Veeam offers a number of configuration settings for compression and deduplication when using backup and backup copy jobs and its important to configure these correctly when using de-duplicating storage appliances as a backup repository.
On a backup and backup copy job there are a number of options for configuring the compression level as seen in the image below, and if configured these settings will be used from the first Veeam component involved in the backup (typically a backup proxy). In the case of a Hyper-V host using on-host proxy mode, this is also the source hypervisor.

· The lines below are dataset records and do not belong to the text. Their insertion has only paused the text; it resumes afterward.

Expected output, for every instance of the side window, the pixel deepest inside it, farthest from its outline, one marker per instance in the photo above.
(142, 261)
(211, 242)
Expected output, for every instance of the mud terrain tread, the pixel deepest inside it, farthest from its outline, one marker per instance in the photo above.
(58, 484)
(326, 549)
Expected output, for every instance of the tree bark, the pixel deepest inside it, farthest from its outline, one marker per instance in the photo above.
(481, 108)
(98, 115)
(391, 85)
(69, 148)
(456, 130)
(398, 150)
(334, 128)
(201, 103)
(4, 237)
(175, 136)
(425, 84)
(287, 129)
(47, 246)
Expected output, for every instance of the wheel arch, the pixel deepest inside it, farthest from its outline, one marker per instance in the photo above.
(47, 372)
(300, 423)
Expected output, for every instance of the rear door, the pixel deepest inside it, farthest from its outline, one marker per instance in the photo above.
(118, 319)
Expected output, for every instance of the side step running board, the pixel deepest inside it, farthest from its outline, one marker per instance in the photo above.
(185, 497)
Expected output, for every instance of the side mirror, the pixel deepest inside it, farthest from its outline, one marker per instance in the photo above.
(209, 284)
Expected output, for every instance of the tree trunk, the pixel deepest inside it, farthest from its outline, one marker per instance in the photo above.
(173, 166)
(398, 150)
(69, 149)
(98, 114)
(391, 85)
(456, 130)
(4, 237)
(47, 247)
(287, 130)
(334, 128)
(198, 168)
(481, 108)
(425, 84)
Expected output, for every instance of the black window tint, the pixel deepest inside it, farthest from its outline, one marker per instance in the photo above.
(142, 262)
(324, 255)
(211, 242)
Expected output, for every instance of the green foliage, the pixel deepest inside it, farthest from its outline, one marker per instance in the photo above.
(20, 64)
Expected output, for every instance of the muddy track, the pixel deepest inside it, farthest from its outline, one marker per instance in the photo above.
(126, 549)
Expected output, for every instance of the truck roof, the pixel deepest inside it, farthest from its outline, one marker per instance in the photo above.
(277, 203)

Configuring this option as ‘Optimal’ is generally recommended as this will reduce the network throughput requirements and storage requirements. Veeam provides some feedback on the configured compression-level option:





It’s quite rare to utilise the High/Extreme compression levels in a Veeam environment due to the significant increase in CPU utilisation, if you intend to utilise these options I would strongly recommend targeting very specific workloads with a separate backup job for that purpose.
On the backup repository side there is also an additional option to decompress backup data before storing. This is typically used for deduplicating storage appliances such as the Dell EMC Data Domain or PureStorage FlashArray //C where the appliance performs storage efficiency. This allows the appliance to see the full set of backup data and implement compression/deduplication optimally for that appliance.

In environments with high-speed networking, hyper-v hosts with on-host proxy mode and deduplicating storage appliances it is worthwhile performing tests with the backup job compression level to ‘Dedupe-friendly’ or ‘None’ with decompress backup file data blocks before storing enabled on the repository. This may reduce the compute workload on the host and allow for backups to complete in a more timely manner as it will not be performing compression and decompression on the proxy and repository server respectively.